Heuristics for smarter Leap Motion tracking

Leap Motion is quite easy to develop for but I find that hand and finger tracking can be tricky – especially for more precise gesture control. I’ve been doing some development with Leap that requires precise positioning (~mm accuracy needed) with multiple fingers. In this post I run through a few strategies I use to try and improve my Leap applications.

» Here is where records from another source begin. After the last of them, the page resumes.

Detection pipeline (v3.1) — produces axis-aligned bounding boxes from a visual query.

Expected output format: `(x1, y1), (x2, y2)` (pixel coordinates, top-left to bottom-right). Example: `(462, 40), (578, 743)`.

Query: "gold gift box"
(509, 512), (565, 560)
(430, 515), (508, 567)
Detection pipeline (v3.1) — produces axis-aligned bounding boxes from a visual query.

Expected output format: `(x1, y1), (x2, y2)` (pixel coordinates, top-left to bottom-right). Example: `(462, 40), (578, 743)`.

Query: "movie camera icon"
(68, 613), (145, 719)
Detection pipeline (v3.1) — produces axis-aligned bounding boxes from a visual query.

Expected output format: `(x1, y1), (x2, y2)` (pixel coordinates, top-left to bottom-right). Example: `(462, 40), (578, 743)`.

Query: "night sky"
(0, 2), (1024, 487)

1) Track hand and finger identifiers

Each Finger and Hand object has a unique identifier which should remain consistent between frames, so long as the object continues to be tracked. If you can make a reasonable assumption about which finger(s) the user is intending to use for interaction, you can look for a specific identifier to find the finger(s) of interest, ignoring anything else in the frame. I find that when extending their index finger for interaction, most users tend to hold their thumb out unwittingly; which Leap detects, of course.

I use a simple heuristic to try address this issue: pick the finger with the smallest z-coordinate (furthest forward) and track its identifier in future frames. When I want to track multiple fingers for interaction, I make sure those fingers are attached to the hand whose identifier I’m tracking. This rejects other unattached fingers in the field of view, e.g. the cylindrical lights in my office at university! (Seriously…)

2) Check finger lengths

Sometimes Leap sees your knuckles in a closed fist and reports them as fingers. The looser the grip, the worse the problem. Checking that the length of each finger is above a threshold length can help you reject misclassified knuckles and clenched fingers. A threshold of 2 cm or thereabouts should be fine; any longer and you risk rejecting small fingers or fingers which are fully extended but Leap just isn’t tracking properly.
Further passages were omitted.